Listed media group Multichoice has reported a boost in earnings for the year ended March 2021, growing profit to over R10 billion and adding 500,000 subscribers in South Africa.
The group published its full year results on Thursday (10 June), showing a 4% increase in revenue to R53.34 billion from R51.4 billion previously. Operating profits rose by 27% to R10.46 billion, and free cash flow was pegged at R10.29 billion, up 10% year on year.
Headline earnings per share climbed from 128 cents to 496 cents for the year. A dividend of 565 cents per share was declared.
- Revenue up 4% to R53.338 billion (2020: R51.387 billion)
- Operating profit up 27% to R10.458 billion (2020: R8.267 billion)
- Profit before tax up 68% to R8.904 billion (2020: R5.314 billion)
- Profit for the year up 118% to R4.077 billion (2020: R1.87 billion)
Mulitchoice added 1.363 million new 90-day-active subscribers over the year, taking its total to 20.86 million in 2021. Of these new additions, 515,000 were in South Africa, and 848,000 were under Rest of Africa.
Blended average revenue per user (ARPU) was R185, with South African ARPU at R277 vs R115 for the Rest of Africa.
The group said that its growth in subscribers and revenue can be attributed to heightened consumer demand for video entertainment services and continued penetration of the mass market.
While the company did benefit from increased demand due to the Covid-19 pandemic, its operations were still negatively affected – particularly the impact of lockdown on production, advertising, and the wider economic strain on commercial subscribers.
“The impact of Covid-19 and the associated lockdowns saw consumers prioritise video services, but a lack of live sport, combined with the inability of commercial subscribers to trade, negatively impacted revenue generation, especially early in the financial year,” it said.
“Both advertising and commercial subscription revenues were significantly impacted by Covid-19. Advertising revenues were down 34% YoY (R600 million) at the interim stage, but with less lockdown intensity in the second half and the return of live sport, it recovered well, ending 11% down YoY at R2.8 billion.
“Similarly, commercial subscription revenues started to recover in the latter part of the financial year. At the interim stage it was down 46% but finished the year 35% lower than the prior year. The hospitality industry remains intermittent in its recovery due to lockdowns and is expected to take some time to normalise,” it said.
Revenue in South Africa was relatively flat, growing at a mere 1% to R34.3 billion.
Revenue growth was supported by healthy subscriber growth in the middle and mass market, and the uplift from annual price increases – but this was negated by a lower average Premium subscriber base, it said.
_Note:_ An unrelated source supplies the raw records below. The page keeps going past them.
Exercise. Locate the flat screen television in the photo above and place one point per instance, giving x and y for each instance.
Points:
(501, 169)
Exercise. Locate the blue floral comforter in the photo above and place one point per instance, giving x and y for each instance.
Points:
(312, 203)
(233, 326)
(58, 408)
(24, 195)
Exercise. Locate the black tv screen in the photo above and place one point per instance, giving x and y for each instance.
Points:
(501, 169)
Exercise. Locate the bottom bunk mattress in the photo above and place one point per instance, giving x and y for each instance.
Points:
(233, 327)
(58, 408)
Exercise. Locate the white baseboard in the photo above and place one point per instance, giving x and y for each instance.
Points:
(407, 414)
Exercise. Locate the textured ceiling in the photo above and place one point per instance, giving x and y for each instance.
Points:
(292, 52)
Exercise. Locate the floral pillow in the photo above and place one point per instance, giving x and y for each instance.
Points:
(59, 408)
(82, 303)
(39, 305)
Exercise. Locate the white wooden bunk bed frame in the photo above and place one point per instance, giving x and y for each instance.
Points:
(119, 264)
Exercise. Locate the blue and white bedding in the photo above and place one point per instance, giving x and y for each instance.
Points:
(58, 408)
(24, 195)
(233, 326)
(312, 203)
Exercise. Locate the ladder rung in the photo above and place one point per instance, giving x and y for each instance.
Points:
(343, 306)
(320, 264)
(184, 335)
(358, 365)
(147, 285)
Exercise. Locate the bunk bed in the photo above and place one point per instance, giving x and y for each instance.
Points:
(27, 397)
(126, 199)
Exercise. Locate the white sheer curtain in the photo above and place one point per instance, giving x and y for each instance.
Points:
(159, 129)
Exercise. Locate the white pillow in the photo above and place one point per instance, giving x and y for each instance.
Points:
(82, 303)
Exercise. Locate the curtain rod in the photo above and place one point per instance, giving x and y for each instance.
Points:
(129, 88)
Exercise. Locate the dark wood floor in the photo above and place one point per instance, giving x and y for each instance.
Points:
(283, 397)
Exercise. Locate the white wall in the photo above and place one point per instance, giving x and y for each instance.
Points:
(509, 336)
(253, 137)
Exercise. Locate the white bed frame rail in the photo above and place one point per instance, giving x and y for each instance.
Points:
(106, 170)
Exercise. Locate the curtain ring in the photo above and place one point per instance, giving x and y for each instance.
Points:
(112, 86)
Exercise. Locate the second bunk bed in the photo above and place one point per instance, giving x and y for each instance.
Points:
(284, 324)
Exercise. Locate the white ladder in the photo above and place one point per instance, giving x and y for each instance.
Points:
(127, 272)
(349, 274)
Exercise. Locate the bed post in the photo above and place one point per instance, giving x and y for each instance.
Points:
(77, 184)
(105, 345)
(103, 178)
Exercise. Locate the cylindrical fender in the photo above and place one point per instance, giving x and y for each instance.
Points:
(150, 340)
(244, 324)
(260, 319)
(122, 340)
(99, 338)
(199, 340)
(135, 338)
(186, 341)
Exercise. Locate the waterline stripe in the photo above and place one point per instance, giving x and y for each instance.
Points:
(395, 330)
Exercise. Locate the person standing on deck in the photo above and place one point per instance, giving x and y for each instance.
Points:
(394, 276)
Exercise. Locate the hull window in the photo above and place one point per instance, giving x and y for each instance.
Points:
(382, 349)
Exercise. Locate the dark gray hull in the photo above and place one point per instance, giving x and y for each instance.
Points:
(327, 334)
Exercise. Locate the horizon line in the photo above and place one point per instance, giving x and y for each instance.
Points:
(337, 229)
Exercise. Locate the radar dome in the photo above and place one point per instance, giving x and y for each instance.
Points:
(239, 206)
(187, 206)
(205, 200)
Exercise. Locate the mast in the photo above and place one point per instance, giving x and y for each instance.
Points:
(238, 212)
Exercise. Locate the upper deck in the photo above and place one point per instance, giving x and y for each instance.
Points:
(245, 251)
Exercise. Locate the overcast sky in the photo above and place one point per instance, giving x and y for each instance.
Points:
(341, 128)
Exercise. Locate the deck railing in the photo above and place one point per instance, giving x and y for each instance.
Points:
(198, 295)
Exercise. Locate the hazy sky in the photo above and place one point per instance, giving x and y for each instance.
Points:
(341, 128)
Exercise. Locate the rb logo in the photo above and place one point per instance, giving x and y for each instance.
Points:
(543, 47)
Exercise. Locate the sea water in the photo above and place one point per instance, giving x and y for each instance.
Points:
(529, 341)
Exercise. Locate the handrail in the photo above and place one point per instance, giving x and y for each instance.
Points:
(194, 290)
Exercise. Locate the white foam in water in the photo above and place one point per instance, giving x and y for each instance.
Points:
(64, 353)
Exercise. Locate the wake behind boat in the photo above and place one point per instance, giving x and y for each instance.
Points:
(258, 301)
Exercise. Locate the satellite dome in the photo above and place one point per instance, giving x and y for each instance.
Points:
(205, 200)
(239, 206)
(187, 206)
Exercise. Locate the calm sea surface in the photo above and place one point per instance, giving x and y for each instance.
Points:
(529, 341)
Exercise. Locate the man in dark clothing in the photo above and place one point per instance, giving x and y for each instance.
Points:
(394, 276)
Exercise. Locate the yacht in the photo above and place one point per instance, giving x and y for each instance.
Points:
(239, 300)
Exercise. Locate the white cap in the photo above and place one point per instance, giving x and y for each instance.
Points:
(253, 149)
Lower Premium subscriber numbers are mainly attributed to the lack of live sport for part of the financial year, Multichoice said.
Premium subscribers declined by 8% over the year, dropping to 1.4 million 90-day-actrive subscribers, down from 1.5 million in 2020.
Multichoice South Africa data
While sports proved to be a big negative for Premium subscribers, uncertainty around sport events helped in other aspects, such as containing costs related to sports rights which had to be renegotiated.
“An ongoing focus on cost reduction allowed for a further R1.5 billion in costs being eliminated from the base during the year,” Multichoice said. “Overall costs decreased 1% YoY (-3% organic) and resulted in the group accelerating operating leverage from 5% in the prior year to 7% in FY21.
“Major contributors to these savings were renegotiated sports rights, lower decoder unit costs, sourcing and procurement savings, and the benefits of ongoing digital adoption throughout the organisation.”
Connected Video users on the DStv app and Showmax continue to grow as online consumption increases, it said, adding that local content is proving to be a key differentiator on Showmax, with local content viewership up significantly this year, and four of the top five titles on Showmax being local productions.
Looking ahead, the group said that, subject to a stable regulatory environment and the unknown impact of the Covid-19 pandemic, it will continue scaling its video entertainment services, focusing on both traditional linear broadcasting, as well as streaming services.